F is for food – and fun
Take 350 chefs, some mature and well seasoned, others not quite so. Assemble in an orderly fashion, spice with foreign flavouring, divide into several parts, stir up, simmer down, bring back together and glaze with revelry. There you have the 20th Caterer & Hotelkeeper Chef Conference.
It is inevitable that, when three or four (or three or four hundred) chefs are gathered together, their conversation will be the usual mix of controversy, contrast and catering conundrum. What's interesting is how the issues under discussion at the Chef Conference have moved with the times.
In 1986, for example, the conference covered such topics as the "pros and cons of the sweet trolley" (Prue Leith for, Michel Roux against) or the various uses of sous-vide. Flash forward 16 years, and the topics are broader, wider, deeper.
Much of the discussion between delegates last week, as in the previous four or five years, was not just about food and cooking, but about the skills shortage, job mobility, career progression, working abroad, team motivation, health and safety legislation, bullying, drug abuse, employment law, workers' rights, etc, etc.
This is the stuff of kitchens today. Being a modern head chef, particularly in a medium-sized-to-large establishment, is more about being a manager than a cook.
The same could be said of many disciplines in food service and hospitality, of course, as any employer or his representative will often find themselves concerned more with rules and regulations and the proper way of doing things than with the essential element of their job, which is to deliver a quality product to the customer.
But nowhere is this ideal compromised as much as in the kitchen.
This is not to rail against good employment practice or clean kitchens or healthy food - all of which have their place in the modern environment and can, indirectly, improve the customer experience. No, it's just an acknowledgement that, when someone like Anthony Bourdain strides across the stage saying: "I don't really mind if food kills me, so long as it's good," it reminds us that the essential, basic ingredient in any dish of food is enjoyment.
Sometimes we get too hung up on the science and technique and environment of cooking, and forget that it is all about enjoyment. The preparation should be enjoyed and the eating should be a pleasure.
Yes, there are serious issues surrounding food and kitchens, and these shouldn't be ignored; and healthy eating needs to be considered.
But the consideration of serious issues shouldn't make the whole business serious.
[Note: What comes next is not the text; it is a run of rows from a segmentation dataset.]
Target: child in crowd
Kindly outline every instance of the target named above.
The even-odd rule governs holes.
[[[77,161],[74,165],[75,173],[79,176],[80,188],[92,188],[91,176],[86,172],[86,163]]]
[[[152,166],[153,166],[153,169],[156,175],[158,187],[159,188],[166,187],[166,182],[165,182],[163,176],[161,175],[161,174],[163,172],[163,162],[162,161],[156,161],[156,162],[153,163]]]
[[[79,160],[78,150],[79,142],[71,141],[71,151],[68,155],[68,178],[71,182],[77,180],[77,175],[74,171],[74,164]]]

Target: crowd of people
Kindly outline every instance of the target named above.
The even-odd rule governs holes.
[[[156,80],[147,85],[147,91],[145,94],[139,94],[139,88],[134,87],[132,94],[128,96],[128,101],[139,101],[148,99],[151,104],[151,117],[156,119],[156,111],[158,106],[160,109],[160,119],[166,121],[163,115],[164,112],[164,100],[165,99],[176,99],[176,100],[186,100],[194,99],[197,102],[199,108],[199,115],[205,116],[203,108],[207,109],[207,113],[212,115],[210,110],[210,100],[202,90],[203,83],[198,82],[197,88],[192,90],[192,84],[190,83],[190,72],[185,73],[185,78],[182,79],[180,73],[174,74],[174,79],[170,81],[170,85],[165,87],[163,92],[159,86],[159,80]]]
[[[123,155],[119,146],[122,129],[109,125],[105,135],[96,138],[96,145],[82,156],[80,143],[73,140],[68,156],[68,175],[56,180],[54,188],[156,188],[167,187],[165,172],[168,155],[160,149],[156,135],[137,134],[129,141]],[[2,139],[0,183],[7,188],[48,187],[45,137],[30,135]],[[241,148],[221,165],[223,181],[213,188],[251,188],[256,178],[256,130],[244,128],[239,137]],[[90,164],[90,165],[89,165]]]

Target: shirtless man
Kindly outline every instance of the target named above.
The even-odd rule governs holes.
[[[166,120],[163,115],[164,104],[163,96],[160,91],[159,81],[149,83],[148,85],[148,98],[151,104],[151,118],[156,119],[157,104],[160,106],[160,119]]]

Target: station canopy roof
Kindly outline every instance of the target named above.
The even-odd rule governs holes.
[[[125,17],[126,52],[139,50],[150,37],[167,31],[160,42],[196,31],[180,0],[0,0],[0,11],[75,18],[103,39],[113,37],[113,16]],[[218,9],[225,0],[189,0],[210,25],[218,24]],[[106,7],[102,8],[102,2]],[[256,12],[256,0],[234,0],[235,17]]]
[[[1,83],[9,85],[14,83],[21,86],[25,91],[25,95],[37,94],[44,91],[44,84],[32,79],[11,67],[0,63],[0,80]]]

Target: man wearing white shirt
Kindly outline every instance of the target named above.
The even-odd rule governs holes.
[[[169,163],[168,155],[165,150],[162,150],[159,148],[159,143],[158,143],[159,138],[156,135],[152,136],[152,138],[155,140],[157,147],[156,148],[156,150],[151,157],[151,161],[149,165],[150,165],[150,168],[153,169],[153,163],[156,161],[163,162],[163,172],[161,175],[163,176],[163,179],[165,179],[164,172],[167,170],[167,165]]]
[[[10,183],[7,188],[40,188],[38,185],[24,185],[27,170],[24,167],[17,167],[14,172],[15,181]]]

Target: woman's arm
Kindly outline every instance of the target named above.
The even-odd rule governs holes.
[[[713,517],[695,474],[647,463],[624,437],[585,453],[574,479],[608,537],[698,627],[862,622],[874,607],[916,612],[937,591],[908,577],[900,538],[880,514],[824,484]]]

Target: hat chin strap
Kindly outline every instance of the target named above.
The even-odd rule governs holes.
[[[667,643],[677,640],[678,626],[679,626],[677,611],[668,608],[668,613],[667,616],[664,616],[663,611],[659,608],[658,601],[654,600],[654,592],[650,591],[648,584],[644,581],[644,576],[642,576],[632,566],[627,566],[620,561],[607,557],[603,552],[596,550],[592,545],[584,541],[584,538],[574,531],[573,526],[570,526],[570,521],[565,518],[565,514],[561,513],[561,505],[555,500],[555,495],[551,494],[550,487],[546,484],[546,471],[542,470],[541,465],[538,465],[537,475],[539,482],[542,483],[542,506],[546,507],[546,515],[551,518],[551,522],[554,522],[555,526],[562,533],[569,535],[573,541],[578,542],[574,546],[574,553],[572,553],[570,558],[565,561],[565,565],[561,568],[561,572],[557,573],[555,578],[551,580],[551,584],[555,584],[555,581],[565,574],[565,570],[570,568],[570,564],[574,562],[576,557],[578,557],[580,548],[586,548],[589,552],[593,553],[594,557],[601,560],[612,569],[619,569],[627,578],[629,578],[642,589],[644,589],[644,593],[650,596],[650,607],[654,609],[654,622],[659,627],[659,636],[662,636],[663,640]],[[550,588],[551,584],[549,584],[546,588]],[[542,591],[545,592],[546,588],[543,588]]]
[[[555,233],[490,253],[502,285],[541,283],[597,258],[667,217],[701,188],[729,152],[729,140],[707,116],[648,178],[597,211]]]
Wherever food is consumed - be it in a fine-dining restaurant, a hotel banqueting suite or a hospital ward - it needs to be enjoyed. Stifle the fun in the preparation and you kill the pleasure in the consumption.
There will always be a call for ingenious dishes, and there will always be pressure to comply with procedure and regulations. But don't let that take anything away from the basic fact that, despite the stress of the modern working environment and the distractions of fashion, food is fun. Everything else comes second.